Otrora centro de la actividad comercial de Santander, el pueblo es hoy un quiosco, cuatro casas y una iglesia ostentando la macondiana calidad de “municipio”, todo bajo la mirada complaciente de su alcaldesa, su inspector de policía y su respectivo juez, los que todos los fines de semana dejan de jugar al pesebre y se devuelven a hacer una vida normal en Bucaramanga.
Cruzar por el puente es como volver a los tiempos de La Vorágine, a los tiempos de Lenguerke; o por lo menos, al set de grabaciones de un novelón de época. La escena te invita a una contemplación de horas en medio del entablado, dándole a tus pies una merecida sensación de triunfo. Pararse en medio del cruce y mirar la montaña sofocando el sol de la tarde, hace fácil creer cualquiera de las historias que han venido alimentando la leyenda del emprendedor alemán: el sueño liberal de la libre empresa y la imagen idílica del hombre visionario comprometido con el progreso.

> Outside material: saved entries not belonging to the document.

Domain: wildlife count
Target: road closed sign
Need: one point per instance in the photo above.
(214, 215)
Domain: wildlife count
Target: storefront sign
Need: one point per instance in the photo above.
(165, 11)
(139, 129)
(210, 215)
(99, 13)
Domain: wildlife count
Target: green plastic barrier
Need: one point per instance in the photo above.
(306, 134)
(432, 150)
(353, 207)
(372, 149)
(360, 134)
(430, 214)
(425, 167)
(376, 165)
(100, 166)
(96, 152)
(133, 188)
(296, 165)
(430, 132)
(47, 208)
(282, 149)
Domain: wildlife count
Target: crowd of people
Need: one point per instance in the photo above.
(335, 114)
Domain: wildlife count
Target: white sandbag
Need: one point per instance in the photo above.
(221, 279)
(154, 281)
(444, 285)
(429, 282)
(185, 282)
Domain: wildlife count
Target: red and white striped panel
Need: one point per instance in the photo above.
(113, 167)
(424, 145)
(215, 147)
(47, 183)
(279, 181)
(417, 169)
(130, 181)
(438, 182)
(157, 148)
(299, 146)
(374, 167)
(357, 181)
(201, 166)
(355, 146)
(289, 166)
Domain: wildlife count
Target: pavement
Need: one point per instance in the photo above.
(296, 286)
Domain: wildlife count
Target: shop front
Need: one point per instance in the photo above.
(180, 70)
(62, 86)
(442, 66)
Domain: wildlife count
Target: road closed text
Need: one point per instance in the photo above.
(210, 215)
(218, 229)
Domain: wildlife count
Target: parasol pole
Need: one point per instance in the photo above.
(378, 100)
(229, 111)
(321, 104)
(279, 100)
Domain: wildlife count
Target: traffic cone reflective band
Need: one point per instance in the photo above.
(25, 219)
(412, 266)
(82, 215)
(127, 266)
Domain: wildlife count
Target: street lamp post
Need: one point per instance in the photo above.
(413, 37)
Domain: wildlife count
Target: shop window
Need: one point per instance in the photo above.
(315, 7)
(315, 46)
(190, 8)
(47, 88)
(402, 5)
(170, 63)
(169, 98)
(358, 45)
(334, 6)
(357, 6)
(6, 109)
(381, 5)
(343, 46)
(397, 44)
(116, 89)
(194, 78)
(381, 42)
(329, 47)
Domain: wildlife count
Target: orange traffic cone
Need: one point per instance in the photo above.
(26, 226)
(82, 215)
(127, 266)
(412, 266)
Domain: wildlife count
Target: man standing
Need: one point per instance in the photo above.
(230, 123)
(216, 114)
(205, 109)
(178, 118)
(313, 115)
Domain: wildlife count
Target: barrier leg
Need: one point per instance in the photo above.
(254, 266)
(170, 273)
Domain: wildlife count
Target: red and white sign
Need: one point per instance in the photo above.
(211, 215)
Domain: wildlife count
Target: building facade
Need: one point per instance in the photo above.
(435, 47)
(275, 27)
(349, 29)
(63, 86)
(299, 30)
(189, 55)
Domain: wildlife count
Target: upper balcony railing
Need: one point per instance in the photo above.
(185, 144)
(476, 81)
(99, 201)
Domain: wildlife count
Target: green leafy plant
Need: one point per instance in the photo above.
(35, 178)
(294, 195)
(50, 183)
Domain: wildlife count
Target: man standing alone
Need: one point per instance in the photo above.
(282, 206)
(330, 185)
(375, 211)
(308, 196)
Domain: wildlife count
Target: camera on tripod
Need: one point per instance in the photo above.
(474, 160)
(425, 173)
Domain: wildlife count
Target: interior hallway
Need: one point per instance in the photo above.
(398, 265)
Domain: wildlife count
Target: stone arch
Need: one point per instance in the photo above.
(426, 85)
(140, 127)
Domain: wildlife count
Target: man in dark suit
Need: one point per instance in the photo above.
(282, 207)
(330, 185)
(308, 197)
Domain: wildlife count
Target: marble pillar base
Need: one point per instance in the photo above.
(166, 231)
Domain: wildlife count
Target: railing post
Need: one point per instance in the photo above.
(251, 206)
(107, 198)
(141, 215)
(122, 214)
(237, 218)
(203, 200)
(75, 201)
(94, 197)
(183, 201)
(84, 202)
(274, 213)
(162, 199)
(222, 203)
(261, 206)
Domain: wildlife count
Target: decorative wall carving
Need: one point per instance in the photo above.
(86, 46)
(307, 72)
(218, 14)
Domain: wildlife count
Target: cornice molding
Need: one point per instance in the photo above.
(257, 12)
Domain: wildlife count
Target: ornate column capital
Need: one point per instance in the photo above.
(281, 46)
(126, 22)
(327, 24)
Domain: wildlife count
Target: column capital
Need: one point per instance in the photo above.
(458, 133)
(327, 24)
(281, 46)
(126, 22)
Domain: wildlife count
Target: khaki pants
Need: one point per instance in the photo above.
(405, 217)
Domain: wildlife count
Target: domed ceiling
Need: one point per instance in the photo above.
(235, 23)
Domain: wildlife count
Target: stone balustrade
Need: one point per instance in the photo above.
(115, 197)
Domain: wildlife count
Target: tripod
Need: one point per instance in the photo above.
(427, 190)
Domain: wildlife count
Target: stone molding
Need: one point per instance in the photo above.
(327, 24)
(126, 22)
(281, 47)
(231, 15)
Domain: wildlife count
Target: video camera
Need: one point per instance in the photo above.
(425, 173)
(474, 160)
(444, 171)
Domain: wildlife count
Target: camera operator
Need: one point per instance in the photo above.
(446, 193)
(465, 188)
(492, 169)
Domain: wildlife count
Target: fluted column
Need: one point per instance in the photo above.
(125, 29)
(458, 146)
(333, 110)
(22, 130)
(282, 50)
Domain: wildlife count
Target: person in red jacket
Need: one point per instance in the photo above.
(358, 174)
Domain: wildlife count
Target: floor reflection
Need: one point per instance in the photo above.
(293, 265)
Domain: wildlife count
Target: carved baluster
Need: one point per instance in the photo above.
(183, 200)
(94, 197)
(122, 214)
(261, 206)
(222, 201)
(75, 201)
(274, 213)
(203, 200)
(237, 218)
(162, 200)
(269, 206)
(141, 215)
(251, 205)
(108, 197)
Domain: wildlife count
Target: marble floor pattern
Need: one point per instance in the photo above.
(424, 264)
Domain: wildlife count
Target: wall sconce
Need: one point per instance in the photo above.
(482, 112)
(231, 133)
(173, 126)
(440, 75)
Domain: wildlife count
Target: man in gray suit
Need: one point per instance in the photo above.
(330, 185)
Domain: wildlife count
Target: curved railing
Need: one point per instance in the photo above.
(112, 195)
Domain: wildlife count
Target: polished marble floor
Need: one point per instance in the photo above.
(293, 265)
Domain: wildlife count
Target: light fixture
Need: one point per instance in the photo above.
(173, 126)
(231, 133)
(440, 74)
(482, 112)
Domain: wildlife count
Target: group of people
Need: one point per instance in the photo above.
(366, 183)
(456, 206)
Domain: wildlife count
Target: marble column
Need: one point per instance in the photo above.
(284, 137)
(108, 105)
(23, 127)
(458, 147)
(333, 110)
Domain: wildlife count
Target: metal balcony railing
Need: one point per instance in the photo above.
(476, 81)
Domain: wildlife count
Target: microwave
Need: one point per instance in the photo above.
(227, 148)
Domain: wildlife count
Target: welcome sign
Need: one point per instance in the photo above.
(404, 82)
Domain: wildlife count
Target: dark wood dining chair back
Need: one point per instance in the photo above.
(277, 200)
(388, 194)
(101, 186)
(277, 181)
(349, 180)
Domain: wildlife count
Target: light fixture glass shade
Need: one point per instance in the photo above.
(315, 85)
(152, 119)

Sobre el cauce del rio Chicamocha, en medio de la humedad y la tarde que se arrima, a más de uno le será fácil caer en el cuento del futuro hecho posible gracias a la tenacidad de ciertos proto-hombres. Semidioses signados por una genialidad de la cual, aun hoy, se espera extraer las soluciones a viejos problemas.
En la tarde el sonido del agua que corre toma una mayor notoriedad, traído por una brisa fresca que pega con suavidad en las caras aceitadas por el sudor. La poca luz que queda marca la montaña con rallas verticales, las que seguramente contribuyeron en algo a la historia reconstruido genialmente por Pedro Gómez Valderrama en su novela La Otra Ralla del Tigre, el mito de Lengerke remasterizado para la posteridad.
Jordán definitivamente no es un lugar de veraneo, al final de la ruta no venden nada y no le interesas a nadie, lo cual siempre es un descanso para aquellos que detestan ser tratados como turistas. Debajo de estas nubes mullidas, si quieres algo, deberás conseguirlo con amabilidad y respeto, con un apretón de mano y un saludo honesto.
Al día siguiente no tienes cuenta que pagar, pero si despiertas temprano, tendrás un paisaje aun más imponente por ver. De nuevos aparecen las nubes, flotando bajo con su carga de humedad, chocando contra los filos de la montaña, casi rozando las manos. Detrás de ellas, al otro lado de la montaña, sigue la ruta de Lengerke en dirección a Villanueva.